Memory Aid: The Senior-Hold Progression

15 → 25 → 55 business days

StageDays AddedRunning Total
Initial hold1515
Internal extension+1025
Regulator-reported extension+3055

The plus-30 stage requires a formal report to a state regulator, agency, or court; internal review alone caps at 25.

Top Gotchas

  • A municipal bond fund inside an Individual Retirement Account wastes the exemption: the account already defers tax, so the customer gives up yield for nothing.
  • Long-term-gain distributions are long-term to the shareholder no matter how long they held the fund; the 12-month test is the fund's, not the shareholder's.
  • The 8.5% cap is conditional, available only with breakpoints, Rights of Accumulation, and reinvestment of dividends at Net Asset Value; a Letter of Intent is a separate volume-discount tool, not one of the three.
  • A non-discretionary fee-based account is a poor fit for a buy-and-hold customer; moving them there is "reverse churning."
  • A 1035 exchange resets the surrender period, restarting the declining schedule.
  • Tax-deferred accounts and variable annuities get no step-up; the beneficiary pays ordinary income on the gain portion.
  • A specified adult is 65+ OR 18+ with an impairment; the impaired-adult prong is not age-limited.

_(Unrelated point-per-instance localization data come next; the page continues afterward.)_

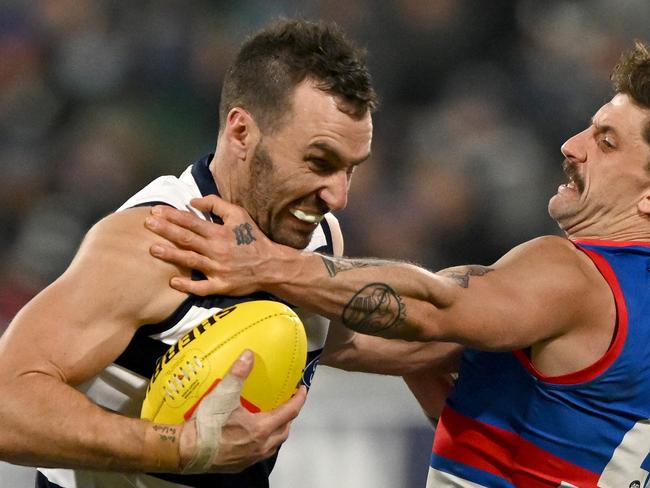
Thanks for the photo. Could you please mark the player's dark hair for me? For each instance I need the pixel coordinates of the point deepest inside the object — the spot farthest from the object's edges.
(632, 76)
(274, 60)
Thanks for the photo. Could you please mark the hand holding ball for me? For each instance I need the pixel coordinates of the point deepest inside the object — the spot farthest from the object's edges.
(199, 360)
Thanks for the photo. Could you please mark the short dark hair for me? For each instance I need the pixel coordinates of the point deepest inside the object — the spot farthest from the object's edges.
(632, 76)
(272, 62)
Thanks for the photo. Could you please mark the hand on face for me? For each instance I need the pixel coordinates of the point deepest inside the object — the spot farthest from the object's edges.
(229, 255)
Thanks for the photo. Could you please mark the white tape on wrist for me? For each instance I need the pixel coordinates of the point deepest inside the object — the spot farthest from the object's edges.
(210, 416)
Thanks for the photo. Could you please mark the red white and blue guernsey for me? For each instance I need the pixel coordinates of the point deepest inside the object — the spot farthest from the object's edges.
(506, 425)
(121, 387)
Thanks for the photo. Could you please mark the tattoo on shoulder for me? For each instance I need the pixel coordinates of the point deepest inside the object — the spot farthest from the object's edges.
(374, 308)
(336, 265)
(244, 234)
(461, 274)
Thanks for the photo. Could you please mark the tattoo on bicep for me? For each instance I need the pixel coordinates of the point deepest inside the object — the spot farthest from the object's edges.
(336, 265)
(374, 308)
(244, 234)
(461, 274)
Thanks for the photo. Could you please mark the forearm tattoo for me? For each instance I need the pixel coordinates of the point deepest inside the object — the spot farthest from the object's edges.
(462, 274)
(336, 265)
(244, 234)
(374, 308)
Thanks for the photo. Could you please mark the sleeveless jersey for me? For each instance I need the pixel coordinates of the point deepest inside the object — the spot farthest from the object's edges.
(121, 387)
(507, 425)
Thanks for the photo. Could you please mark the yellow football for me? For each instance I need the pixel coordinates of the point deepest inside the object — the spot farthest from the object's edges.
(193, 366)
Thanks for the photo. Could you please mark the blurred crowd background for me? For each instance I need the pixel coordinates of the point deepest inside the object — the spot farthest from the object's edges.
(97, 97)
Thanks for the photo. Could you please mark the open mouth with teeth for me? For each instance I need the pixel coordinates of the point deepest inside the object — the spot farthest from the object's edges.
(575, 181)
(310, 218)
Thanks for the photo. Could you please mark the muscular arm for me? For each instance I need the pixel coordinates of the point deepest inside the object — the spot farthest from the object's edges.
(74, 329)
(536, 293)
(66, 335)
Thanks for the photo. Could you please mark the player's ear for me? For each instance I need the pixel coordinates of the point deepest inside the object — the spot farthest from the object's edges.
(644, 204)
(241, 132)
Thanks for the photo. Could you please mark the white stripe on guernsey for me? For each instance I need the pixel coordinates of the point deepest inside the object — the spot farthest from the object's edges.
(440, 479)
(625, 465)
(88, 479)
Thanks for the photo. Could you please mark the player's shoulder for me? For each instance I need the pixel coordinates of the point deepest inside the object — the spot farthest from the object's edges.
(545, 249)
(115, 253)
(554, 257)
(169, 190)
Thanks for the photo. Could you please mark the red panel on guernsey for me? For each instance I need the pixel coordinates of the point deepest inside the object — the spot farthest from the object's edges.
(489, 448)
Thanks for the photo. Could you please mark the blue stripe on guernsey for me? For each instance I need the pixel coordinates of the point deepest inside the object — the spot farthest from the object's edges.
(594, 420)
(468, 473)
(121, 386)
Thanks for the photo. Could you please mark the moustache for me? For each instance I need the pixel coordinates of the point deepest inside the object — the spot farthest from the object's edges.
(571, 170)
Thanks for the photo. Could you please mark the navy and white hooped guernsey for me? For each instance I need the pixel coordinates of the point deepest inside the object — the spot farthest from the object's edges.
(121, 387)
(506, 425)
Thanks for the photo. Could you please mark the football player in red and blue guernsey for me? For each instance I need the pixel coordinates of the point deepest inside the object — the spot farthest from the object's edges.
(553, 388)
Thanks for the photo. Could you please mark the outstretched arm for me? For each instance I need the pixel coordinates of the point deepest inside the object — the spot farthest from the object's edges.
(534, 293)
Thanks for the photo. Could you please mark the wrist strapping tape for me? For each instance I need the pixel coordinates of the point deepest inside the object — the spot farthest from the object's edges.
(210, 416)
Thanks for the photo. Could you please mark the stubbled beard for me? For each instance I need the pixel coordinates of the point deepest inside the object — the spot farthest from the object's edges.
(260, 197)
(571, 170)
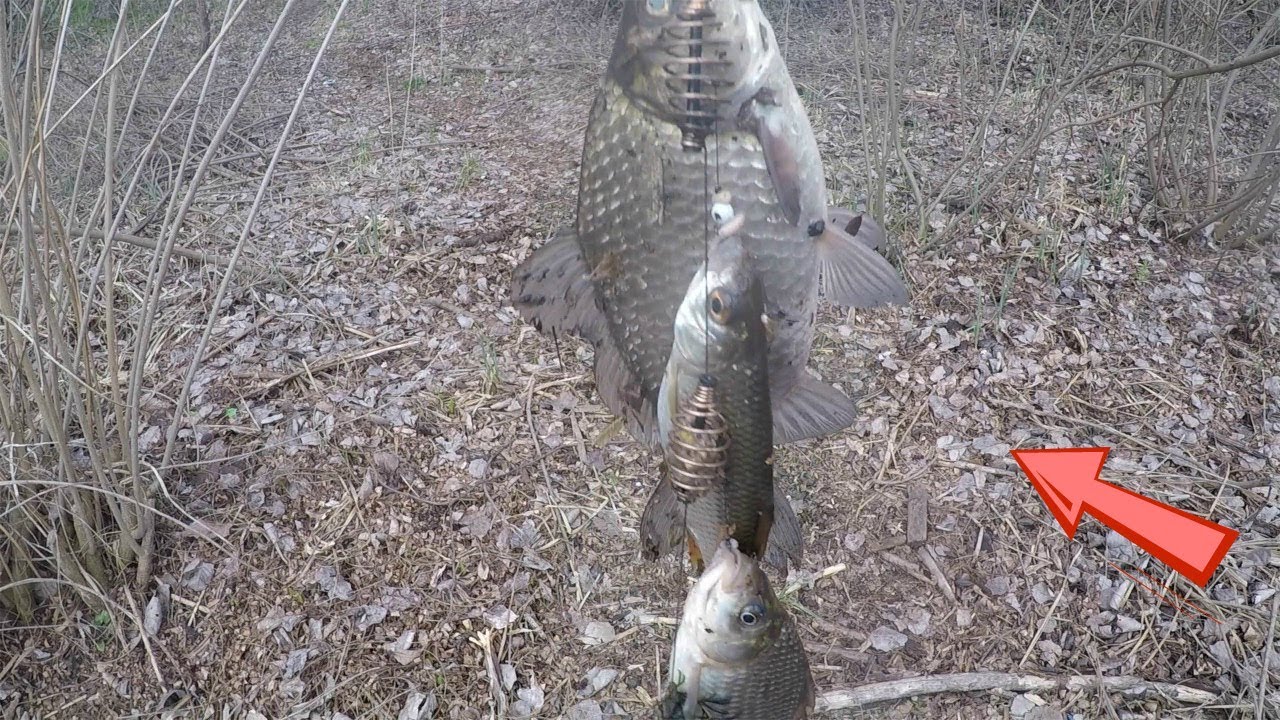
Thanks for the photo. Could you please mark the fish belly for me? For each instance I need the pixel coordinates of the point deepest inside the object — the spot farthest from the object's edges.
(643, 223)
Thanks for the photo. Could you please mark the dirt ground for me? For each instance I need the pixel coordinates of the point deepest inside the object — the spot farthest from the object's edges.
(405, 513)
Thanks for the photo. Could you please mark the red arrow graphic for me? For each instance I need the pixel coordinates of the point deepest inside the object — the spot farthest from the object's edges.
(1068, 478)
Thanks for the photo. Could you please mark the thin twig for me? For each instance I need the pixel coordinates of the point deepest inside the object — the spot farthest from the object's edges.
(1005, 682)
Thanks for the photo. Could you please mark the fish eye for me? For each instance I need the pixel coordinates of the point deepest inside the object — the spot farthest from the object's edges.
(752, 615)
(720, 305)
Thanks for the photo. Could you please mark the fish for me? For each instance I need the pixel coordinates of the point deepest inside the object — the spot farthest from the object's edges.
(721, 342)
(736, 652)
(696, 118)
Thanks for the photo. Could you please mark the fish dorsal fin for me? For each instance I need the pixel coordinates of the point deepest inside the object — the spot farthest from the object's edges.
(853, 273)
(782, 163)
(809, 409)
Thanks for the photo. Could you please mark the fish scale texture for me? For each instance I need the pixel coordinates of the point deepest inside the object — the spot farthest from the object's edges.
(643, 206)
(741, 388)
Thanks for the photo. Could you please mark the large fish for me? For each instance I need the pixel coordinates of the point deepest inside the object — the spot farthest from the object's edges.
(721, 340)
(737, 654)
(698, 117)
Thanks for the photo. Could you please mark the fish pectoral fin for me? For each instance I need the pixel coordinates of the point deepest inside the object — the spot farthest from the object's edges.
(785, 537)
(661, 523)
(809, 409)
(853, 273)
(553, 291)
(781, 159)
(860, 226)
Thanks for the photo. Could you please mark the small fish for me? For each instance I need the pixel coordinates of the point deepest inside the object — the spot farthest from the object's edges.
(696, 123)
(721, 340)
(736, 654)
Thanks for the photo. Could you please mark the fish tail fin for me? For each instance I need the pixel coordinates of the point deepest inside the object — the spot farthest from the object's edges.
(553, 291)
(809, 409)
(784, 536)
(853, 273)
(859, 226)
(662, 528)
(624, 393)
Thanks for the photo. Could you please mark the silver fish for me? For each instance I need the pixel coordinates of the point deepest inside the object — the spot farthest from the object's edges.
(720, 342)
(736, 654)
(698, 115)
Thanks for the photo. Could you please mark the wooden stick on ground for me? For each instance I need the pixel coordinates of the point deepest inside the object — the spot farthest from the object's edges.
(1009, 682)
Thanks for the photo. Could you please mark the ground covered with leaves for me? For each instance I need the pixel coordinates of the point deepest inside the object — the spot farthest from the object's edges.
(402, 505)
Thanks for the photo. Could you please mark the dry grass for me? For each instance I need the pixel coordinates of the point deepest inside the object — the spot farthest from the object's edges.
(401, 502)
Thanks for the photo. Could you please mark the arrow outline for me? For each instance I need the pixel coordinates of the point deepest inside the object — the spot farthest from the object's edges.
(1061, 507)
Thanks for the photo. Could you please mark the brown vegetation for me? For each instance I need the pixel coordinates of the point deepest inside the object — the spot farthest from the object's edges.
(277, 443)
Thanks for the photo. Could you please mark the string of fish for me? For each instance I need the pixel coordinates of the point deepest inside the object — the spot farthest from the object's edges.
(699, 440)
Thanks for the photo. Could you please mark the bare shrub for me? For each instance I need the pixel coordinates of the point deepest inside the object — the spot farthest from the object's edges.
(1176, 99)
(103, 163)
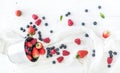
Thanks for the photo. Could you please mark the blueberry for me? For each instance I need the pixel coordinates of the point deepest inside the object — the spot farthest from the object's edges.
(109, 66)
(31, 23)
(94, 23)
(83, 24)
(86, 10)
(46, 24)
(53, 62)
(99, 7)
(43, 17)
(51, 31)
(115, 53)
(86, 35)
(27, 26)
(93, 55)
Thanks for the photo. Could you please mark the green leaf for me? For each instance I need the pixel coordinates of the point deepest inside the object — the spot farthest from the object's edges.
(102, 15)
(61, 17)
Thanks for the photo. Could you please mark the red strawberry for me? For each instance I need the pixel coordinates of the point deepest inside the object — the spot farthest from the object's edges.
(46, 40)
(42, 51)
(65, 53)
(35, 53)
(38, 22)
(18, 13)
(70, 22)
(53, 51)
(29, 44)
(34, 16)
(109, 60)
(82, 53)
(77, 41)
(60, 59)
(29, 57)
(31, 30)
(106, 34)
(34, 41)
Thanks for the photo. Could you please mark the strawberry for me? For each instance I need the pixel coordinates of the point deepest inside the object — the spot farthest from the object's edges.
(70, 22)
(109, 60)
(18, 13)
(28, 44)
(38, 22)
(34, 16)
(77, 41)
(53, 51)
(106, 34)
(46, 40)
(60, 59)
(31, 30)
(82, 53)
(29, 57)
(39, 45)
(42, 51)
(35, 53)
(65, 53)
(34, 41)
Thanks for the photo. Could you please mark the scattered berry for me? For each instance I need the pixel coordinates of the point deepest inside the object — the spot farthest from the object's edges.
(83, 24)
(82, 53)
(106, 34)
(18, 13)
(42, 51)
(77, 41)
(94, 23)
(86, 35)
(35, 53)
(38, 45)
(29, 57)
(109, 60)
(60, 59)
(34, 16)
(46, 40)
(53, 51)
(38, 22)
(54, 62)
(46, 24)
(86, 10)
(70, 22)
(109, 66)
(65, 53)
(115, 53)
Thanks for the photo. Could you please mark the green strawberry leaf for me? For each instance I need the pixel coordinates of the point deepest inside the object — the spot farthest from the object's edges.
(102, 15)
(61, 17)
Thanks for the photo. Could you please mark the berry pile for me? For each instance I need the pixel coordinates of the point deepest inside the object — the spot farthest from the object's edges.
(33, 49)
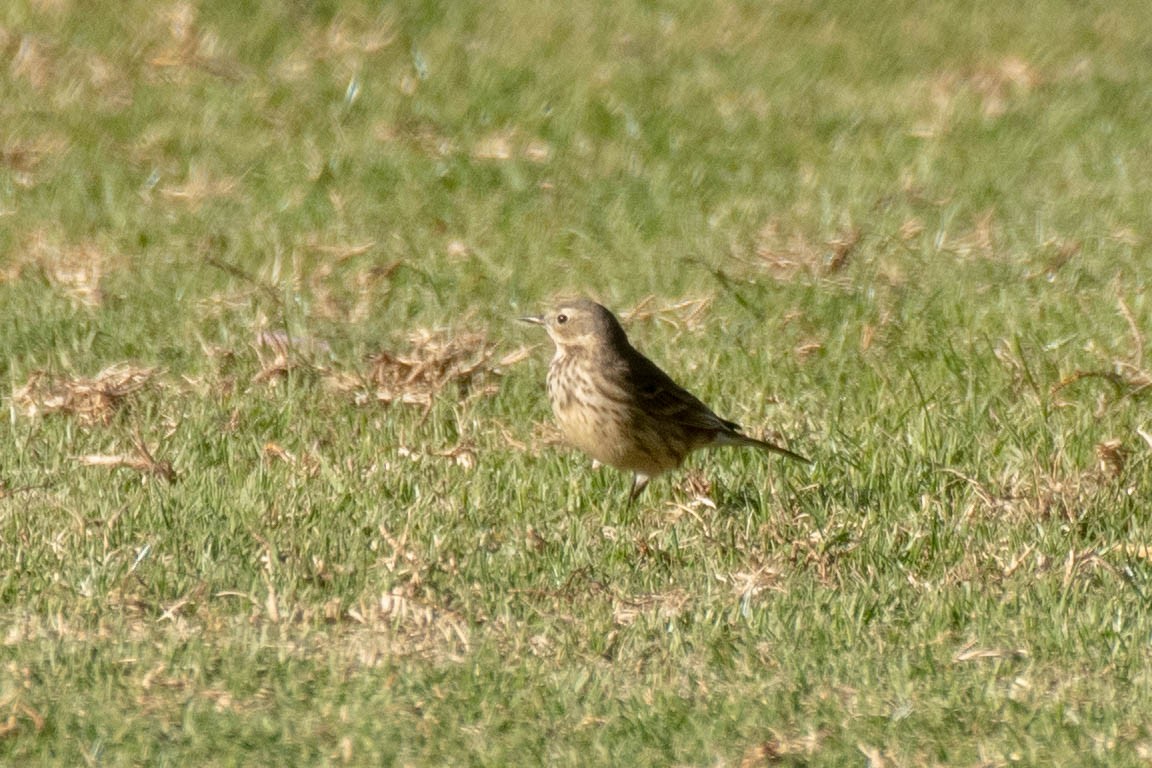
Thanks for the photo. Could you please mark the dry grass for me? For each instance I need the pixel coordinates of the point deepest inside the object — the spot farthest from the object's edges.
(90, 401)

A Trusted Contact Person is a resource for the firm, never a decision-maker.
  • Available funds is liquidity-available-to-invest, not net worth; home equity is not available without a mortgage transaction, and the emergency reserve stays uninvested.

One-Breath Recap

Disclose the material aspects, deliver the prospectus at or before confirmation and the SAI on request, and know the five core risks, the 1099-DIV boxes, and the fee caps cold. Gifts carry over basis while inheritance steps it up, and the senior-hold clock runs fifteen to twenty-five to fifty-five business days. Match risk to the profile and the numbers to the calendar and this unit answers itself.